08.10.09 Le Potentiel: CINQ QUESTIONS à Virgile Kikaya

 

 

1. Qu’entendez-vous par efficacité de l’aide au développement ?

Actuellement, on parle beaucoup de l’efficacité de l’aide avec la
Déclaration de Paris, le Forum de haut niveau d’Accra et même, plus
récemment, avec la conférence de Kinshasa. C’est un concept qui date du
début des années 2000. Il se base sur le constat selon lequel tous les
programmes d’aide antérieurs n’avaient pas porté les fruits escomptés.
D’où, les pays pauvres s’appauvrissaient davantage. Il était donc
nécessaire de revisiter les mécanismes d’appui au développement surtout
avec les objectifs du millénaire qui devaient être atteints à temps.
Qu’est-ce que le développement ? Serait-ce ces chiffres abstraits de
croissance économique positive que l’on nous présente lors des
conférences dans des salons huppés de la capitale ? Je préfère que l’on
approche le développement un peu à la manière d’Amartya Sen qui nous
donne une vision plus humaine du développement. Le développement doit
être mesuré à la capacité des pauvres et des vulnérables à se prendre
en charge et à être capables de changer leur futur. Il est donc
extrêmement nécessaire que tout effort de développement soit basé sur
le renforcement des capacités de ceux qui en ont le plus besoin.

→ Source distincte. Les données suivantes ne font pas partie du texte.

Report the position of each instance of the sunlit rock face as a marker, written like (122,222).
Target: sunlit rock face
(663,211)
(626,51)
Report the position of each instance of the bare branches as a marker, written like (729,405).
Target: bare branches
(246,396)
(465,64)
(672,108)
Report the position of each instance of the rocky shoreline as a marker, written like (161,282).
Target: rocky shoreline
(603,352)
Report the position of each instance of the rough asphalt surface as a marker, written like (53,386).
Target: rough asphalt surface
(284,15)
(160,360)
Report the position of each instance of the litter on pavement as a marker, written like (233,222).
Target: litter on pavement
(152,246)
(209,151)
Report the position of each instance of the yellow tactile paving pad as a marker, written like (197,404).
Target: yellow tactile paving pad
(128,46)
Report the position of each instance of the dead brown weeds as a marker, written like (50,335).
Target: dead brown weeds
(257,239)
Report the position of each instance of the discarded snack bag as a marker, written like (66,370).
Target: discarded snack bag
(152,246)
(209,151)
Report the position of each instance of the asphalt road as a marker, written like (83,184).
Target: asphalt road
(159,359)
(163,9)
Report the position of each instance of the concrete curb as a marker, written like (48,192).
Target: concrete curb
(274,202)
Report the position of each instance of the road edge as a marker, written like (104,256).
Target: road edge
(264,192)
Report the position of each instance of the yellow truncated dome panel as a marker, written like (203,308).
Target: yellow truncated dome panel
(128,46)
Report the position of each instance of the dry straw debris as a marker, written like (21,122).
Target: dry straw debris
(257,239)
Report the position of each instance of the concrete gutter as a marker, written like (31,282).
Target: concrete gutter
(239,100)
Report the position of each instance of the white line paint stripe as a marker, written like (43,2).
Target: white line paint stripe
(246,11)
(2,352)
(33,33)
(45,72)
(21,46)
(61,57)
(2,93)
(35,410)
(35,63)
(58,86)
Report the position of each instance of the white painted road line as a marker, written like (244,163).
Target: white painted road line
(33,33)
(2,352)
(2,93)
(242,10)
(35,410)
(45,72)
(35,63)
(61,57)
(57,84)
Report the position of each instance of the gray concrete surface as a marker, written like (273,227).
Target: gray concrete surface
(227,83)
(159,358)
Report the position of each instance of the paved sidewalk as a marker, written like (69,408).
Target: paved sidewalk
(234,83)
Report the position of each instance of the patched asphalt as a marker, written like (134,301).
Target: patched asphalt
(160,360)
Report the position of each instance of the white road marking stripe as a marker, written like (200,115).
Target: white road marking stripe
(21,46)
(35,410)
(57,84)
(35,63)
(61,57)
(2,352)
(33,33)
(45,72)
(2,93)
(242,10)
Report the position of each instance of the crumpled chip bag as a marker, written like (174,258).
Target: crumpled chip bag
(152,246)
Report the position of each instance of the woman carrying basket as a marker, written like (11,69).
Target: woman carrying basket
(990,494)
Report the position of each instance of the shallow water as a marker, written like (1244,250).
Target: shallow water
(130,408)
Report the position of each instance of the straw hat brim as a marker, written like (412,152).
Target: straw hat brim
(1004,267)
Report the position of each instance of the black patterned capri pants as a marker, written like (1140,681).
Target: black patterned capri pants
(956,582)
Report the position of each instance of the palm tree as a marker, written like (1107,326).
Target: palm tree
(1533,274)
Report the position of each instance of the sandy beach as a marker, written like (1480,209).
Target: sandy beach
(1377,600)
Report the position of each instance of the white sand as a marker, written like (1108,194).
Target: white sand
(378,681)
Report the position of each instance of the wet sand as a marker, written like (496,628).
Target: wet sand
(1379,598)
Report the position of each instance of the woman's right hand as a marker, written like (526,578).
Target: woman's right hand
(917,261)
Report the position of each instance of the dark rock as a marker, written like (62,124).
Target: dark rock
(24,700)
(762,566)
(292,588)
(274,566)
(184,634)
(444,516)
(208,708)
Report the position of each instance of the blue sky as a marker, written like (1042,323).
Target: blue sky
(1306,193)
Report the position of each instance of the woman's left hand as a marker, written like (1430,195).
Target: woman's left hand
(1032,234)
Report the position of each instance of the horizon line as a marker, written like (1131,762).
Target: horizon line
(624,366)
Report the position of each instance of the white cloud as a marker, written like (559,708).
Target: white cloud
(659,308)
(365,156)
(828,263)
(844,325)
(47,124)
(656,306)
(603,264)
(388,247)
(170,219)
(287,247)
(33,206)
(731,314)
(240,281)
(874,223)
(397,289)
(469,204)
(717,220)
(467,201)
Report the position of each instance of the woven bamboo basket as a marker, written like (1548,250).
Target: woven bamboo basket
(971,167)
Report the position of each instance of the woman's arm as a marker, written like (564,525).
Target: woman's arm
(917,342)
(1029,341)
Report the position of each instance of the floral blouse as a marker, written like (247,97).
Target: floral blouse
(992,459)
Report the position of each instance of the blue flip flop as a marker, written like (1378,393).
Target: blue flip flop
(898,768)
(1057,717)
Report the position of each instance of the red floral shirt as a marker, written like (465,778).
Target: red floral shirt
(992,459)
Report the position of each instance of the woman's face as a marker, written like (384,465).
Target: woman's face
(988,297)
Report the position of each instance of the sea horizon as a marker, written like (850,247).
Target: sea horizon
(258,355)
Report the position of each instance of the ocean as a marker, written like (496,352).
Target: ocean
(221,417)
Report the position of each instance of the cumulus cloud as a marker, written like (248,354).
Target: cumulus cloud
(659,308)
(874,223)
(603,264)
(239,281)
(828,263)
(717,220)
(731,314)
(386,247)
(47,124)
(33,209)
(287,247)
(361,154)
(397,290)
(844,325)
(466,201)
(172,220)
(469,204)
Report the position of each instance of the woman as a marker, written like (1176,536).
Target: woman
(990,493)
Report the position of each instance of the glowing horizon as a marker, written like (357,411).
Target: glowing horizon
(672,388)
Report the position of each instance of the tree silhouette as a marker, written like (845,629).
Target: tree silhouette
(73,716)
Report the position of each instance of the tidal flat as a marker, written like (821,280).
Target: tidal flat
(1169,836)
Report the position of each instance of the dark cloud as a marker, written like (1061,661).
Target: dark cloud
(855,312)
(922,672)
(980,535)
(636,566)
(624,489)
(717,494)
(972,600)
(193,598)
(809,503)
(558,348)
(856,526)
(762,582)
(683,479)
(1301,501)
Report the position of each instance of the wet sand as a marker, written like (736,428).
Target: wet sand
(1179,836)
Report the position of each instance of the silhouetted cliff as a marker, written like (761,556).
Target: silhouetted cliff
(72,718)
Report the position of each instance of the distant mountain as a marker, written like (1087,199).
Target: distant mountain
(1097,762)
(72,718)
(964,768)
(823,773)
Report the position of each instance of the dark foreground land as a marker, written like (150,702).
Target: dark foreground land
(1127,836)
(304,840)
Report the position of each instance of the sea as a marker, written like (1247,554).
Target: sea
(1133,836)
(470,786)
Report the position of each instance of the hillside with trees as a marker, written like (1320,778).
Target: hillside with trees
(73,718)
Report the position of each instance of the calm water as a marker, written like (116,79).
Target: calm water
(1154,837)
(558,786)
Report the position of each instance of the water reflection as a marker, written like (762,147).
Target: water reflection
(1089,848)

2.Quelle lecture faites-vous de la Déclaration de Paris ?

La Déclaration de Paris est cet engagement des ministres des pays
dits développés et sous-développés ainsi que des représentants des
agences bilatérales et multilatérales de développement à respecter les
concepts d’appropriation, d’alignement, d’harmonisation, de gestion
pour les résultats et de rendre compte. Ces concepts sont intéressants
et devraient a priori contribuer à une meilleure efficacité de l’aide.
Toutefois, certaines faiblesses sont à noter. Il y a d’abord la quasi-
absence de la Société civile dont les membres, censés représenter les
principaux bénéficiaires, n’ont pas eu clairement voix au chapitre
alors que c’est à eux que les gouvernements doivent rendre compte. La
Déclaration n’a pas non plus de caractère coercitif et aucune sanction
n’est prévue pour les pays qui ne respecteraient pas leur engagement.
Il y a également le fait que les cibles à atteindre d’ici à 2010 sont
toutes des indicateurs de mise en œuvre. Il n’est pas prévu dans la
Déclaration, une mesure de l’impact sur les principaux bénéficiaires.
Enfin, n’oublions pas qu’il s’agit d’une Déclaration qui est précédée
par d’autres déclarations comme celles de Rome ou du consensus de
Monterrey, par exemple, qui tardent encore à être totalement mis en
œuvre.

3.Est-ce que la multiplication d’aide en République démocratique du Congo facilite le développement ?

Je crois que la multiplication d’aide ne devrait pas être un
problème en soi. Personne ne trouve un problème à l’abondance des
ressources. Encore, faut-il que ces ressources soient utilisées de
façon optimale. D’abord, si les conditions sont trop compliquées, les
organisations du pays n’auront pas accès à cette manne. Aussi une
grande partie est-elle dirigée à des conférences, des consultations ou
même donnée sous forme de réduction de la dette extérieure. On se
retrouve parfois avec avec 30% des montants qui arrivent chez les
principaux bénéficiaires. 4. Y-a-t-il d’autres mécanismes qui peuvent
aider au développement ?

Tout à fait. Je citerais, par exemple, les initiatives en faveur du
micro-crédit. Ces actions ont produit de bons résultats dans des pays
comme l’Inde ou le Bangladesh. Il s’agit de faire bénéficier des prêts
aux principaux concernés. Cela est souvent plus efficace, car on appuie
des personnes dans leurs activités de tous les jours et pour
lesquelles, elles ont déjà acquis de l’expertise. Aussi, du fait
parfois qu’il s’agit de la seule opportunité que ces populations ont
pour changer leur vie, elles s’y accrochent et font tout ce qui est
possible pour réussir car l’avenir de leurs enfants en dépend.

5. Quelles seraient les perspectives d’avenir pour l’aide au développement ?

Elles sont multiples. On pourrait déjà chercher à concentrer les
efforts de l’aide extérieure dans des secteurs précis et éviter du
saupoudrage lorsque tout le monde veut tout faire. On devrait
concentrer les efforts à renforcer et développer les capacités de nos
systèmes nationaux et de notre société à jouer leur rôle de moteur du
développement. On pourrait mettre en œuvre des stratégies innovatrices
incluant par exemple des mécanismes de retour des cerveaux congolais
qui ont décidé de travailler à l’étranger. Et puis, pourquoi ne pas
arrêter carrément l’aide si on constate que ça ne marche pas. La porte
reste ouverte à toutes les suggestions.